Title:	Plagiarism Detection Based on Structural Information
Conference:	20th ACM Conference on Information and Knowledge Management (CIKM-11)
Editors:
Ed:	No
Eds:	No
Pages:	1221-1230
To appear:	No
Month:
Year:	2011
Place:
Pubisher:	ACM
Link:
File name:
Abstract:	In this paper a novel method for detecting plagiarized passages in document collections is presented. In contrast to previous work in this field that uses mainly content terms to represent documents, the proposed method is based on structural information provided by occurrences of a small list of stopwords (i.e., very frequent words). We show that stopword n-grams are able to capture local syntactic similarities between suspicious and original documents. Moreover, an algorithm for detecting the exact boundaries of plagiarized and source passages is proposed.

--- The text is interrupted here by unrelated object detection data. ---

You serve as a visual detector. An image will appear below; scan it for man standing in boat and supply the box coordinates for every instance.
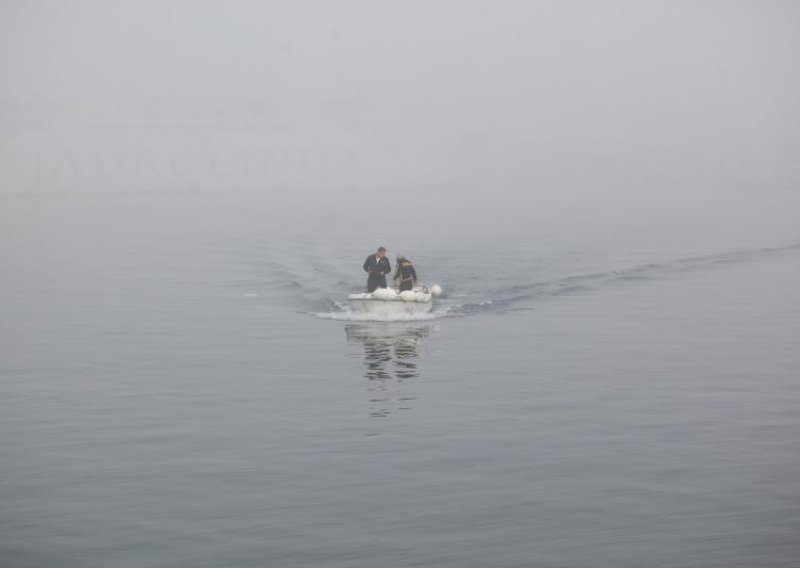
[392,254,417,292]
[363,247,392,292]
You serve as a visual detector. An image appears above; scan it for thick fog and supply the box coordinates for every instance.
[0,1,800,230]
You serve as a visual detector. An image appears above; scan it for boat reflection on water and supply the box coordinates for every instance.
[345,322,435,417]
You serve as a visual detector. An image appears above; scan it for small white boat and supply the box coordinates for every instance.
[347,284,441,319]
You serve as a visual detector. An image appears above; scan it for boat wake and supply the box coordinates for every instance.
[256,244,800,322]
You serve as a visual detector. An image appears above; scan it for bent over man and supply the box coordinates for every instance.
[393,254,417,292]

Experimental results on a publicly-available corpus demonstrate that the performance of the proposed approach is competitive when compared with the best reported results. More importantly, it achieves significantly better results when dealing with difficult plagiarism cases where the plagiarized passages are highly modified by replacing most of the words or phrases with synonyms to hide the similarity with the source documents.